La No Normalización de la Violencia
Es fundamental el rechazo del gobernador a la normalización o justificación de esta realidad. El Cauca no puede ser visto como un territorio inherentemente violento al que se le deba aplicar una resignación histórica. La vida y la dignidad del pueblo caucano deben ser una prioridad impostergable.
La inclusión de una Misión Internacional de Verificación subraya la gravedad y la urgencia. Al elevar el llamado a embajadas y organismos multilaterales, Guzmán no solo busca apoyo logístico, sino que busca un testigo global para supervisar el respeto al Derecho Internacional Humanitario (DIH) y los derechos humanos, poniendo la crisis bajo el escrutinio del mundo.
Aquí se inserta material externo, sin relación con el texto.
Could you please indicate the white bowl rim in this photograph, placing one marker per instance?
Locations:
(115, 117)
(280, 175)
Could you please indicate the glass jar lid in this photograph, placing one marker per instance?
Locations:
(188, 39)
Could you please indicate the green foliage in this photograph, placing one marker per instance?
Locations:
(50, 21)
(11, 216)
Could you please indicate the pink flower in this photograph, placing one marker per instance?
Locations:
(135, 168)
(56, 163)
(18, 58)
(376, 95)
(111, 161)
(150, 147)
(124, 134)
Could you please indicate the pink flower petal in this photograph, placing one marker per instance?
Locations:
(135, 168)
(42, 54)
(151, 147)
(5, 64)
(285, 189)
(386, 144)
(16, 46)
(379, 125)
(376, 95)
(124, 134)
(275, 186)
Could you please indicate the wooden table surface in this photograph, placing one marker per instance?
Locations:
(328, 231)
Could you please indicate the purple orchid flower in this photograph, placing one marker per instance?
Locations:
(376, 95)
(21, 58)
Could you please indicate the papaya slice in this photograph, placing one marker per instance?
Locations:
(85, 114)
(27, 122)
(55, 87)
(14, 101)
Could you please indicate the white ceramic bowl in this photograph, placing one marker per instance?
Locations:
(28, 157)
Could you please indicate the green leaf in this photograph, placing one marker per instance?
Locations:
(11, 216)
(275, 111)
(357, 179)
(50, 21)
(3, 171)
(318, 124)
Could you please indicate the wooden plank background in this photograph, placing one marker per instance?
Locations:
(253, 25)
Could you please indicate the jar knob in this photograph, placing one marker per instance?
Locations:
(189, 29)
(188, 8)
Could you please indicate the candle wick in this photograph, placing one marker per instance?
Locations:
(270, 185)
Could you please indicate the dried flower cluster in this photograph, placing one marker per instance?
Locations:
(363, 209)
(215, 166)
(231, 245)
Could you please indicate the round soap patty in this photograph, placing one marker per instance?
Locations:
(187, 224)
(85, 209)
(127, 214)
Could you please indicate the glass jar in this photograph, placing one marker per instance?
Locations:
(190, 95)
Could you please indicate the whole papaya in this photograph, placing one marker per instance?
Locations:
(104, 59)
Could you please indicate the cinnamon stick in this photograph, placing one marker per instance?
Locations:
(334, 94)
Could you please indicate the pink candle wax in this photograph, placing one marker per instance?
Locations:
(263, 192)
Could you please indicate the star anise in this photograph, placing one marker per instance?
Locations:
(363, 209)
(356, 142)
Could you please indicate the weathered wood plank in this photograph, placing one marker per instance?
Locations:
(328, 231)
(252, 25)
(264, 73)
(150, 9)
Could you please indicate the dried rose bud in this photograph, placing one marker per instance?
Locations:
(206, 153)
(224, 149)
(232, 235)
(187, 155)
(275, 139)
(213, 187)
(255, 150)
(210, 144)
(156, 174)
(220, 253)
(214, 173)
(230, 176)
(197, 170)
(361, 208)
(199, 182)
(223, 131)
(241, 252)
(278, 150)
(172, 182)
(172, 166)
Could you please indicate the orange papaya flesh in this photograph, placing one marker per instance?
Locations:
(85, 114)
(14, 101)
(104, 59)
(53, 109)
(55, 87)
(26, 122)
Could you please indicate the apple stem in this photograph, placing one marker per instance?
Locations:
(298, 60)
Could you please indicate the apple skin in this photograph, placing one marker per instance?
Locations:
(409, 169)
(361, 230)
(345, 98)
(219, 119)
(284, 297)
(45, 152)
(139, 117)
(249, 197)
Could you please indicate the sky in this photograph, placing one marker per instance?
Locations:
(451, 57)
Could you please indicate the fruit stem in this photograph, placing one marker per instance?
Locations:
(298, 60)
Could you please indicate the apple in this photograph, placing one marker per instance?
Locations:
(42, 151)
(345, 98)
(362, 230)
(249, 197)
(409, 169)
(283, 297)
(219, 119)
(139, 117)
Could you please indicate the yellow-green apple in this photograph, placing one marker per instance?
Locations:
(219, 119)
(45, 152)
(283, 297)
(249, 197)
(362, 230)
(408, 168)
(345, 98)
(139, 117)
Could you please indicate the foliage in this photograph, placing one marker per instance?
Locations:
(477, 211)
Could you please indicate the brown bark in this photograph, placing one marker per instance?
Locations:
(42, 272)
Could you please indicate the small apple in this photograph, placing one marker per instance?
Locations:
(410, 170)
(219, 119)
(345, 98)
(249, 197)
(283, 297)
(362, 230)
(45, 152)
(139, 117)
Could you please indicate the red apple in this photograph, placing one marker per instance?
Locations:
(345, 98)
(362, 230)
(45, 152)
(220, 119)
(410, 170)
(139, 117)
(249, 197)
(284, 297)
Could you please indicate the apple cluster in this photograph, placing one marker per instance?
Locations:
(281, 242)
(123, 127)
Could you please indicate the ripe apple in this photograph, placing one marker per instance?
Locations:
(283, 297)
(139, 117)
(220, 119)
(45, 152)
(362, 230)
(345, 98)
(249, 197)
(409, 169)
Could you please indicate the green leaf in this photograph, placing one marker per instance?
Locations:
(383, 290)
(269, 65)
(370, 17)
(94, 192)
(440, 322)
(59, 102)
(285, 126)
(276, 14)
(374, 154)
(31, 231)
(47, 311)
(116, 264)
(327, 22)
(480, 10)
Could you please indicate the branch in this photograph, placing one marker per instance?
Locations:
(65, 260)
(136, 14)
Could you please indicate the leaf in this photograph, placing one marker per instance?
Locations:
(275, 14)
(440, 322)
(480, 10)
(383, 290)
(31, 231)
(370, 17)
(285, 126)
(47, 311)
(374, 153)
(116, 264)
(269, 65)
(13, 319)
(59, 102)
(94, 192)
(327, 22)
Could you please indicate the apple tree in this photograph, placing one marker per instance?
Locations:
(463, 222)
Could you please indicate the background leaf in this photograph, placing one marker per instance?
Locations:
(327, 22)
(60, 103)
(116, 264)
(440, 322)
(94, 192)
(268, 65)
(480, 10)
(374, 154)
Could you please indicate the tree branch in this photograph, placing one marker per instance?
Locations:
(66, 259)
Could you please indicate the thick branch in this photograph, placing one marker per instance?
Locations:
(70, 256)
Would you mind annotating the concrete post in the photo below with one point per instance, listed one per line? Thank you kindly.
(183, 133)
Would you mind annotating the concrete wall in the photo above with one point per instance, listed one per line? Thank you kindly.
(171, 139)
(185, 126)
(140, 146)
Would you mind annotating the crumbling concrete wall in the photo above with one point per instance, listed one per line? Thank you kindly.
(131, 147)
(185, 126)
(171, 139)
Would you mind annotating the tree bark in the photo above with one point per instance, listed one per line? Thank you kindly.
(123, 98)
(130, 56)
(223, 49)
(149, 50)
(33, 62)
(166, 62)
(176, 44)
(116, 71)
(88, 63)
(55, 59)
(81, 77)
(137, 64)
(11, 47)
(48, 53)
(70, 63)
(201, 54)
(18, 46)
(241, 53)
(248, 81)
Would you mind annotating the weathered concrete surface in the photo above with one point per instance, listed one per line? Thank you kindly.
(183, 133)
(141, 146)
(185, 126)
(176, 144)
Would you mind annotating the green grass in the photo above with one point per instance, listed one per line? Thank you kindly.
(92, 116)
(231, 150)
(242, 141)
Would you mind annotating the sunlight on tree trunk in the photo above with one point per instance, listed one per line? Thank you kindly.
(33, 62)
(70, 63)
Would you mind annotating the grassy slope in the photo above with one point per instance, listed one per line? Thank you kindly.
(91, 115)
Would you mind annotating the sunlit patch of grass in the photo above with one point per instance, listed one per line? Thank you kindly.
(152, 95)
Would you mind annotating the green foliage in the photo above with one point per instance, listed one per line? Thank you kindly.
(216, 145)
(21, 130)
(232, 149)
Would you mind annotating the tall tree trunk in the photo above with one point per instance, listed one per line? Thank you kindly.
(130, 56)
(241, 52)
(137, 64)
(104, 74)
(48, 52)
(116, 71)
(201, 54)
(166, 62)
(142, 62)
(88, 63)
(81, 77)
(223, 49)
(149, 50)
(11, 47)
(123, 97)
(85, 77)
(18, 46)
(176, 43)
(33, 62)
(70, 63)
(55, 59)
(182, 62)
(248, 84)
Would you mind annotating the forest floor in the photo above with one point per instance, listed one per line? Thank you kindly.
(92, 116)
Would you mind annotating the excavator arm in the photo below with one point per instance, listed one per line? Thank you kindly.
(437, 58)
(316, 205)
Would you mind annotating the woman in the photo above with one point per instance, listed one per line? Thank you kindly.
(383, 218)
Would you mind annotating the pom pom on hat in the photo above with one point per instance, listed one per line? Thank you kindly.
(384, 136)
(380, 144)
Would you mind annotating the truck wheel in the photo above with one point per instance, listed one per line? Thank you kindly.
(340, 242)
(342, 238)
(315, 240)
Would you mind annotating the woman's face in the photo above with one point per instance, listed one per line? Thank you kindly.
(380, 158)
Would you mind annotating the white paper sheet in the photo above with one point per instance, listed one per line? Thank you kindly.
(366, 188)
Un Llamado a la Acción Integral
Finalmente, el llamado a acciones integrales contra el reclutamiento y la violencia rural —a través de la inversión social y proyectos de transformación territorial— demuestra que el gobernador comprende que la solución a largo plazo no es solo militar. Sin embargo, no se puede construir un proyecto social duradero sobre la ceniza de los ataques y la inseguridad. La seguridad debe ser el cimiento inmediato sobre el cual se levante la transformación social.
La respuesta del Gobierno Nacional no puede tardar. El Cauca exige acciones inmediatas y contundentes para proteger la vida y la estabilidad de una región que es demasiado importante para ser abandonada a su suerte.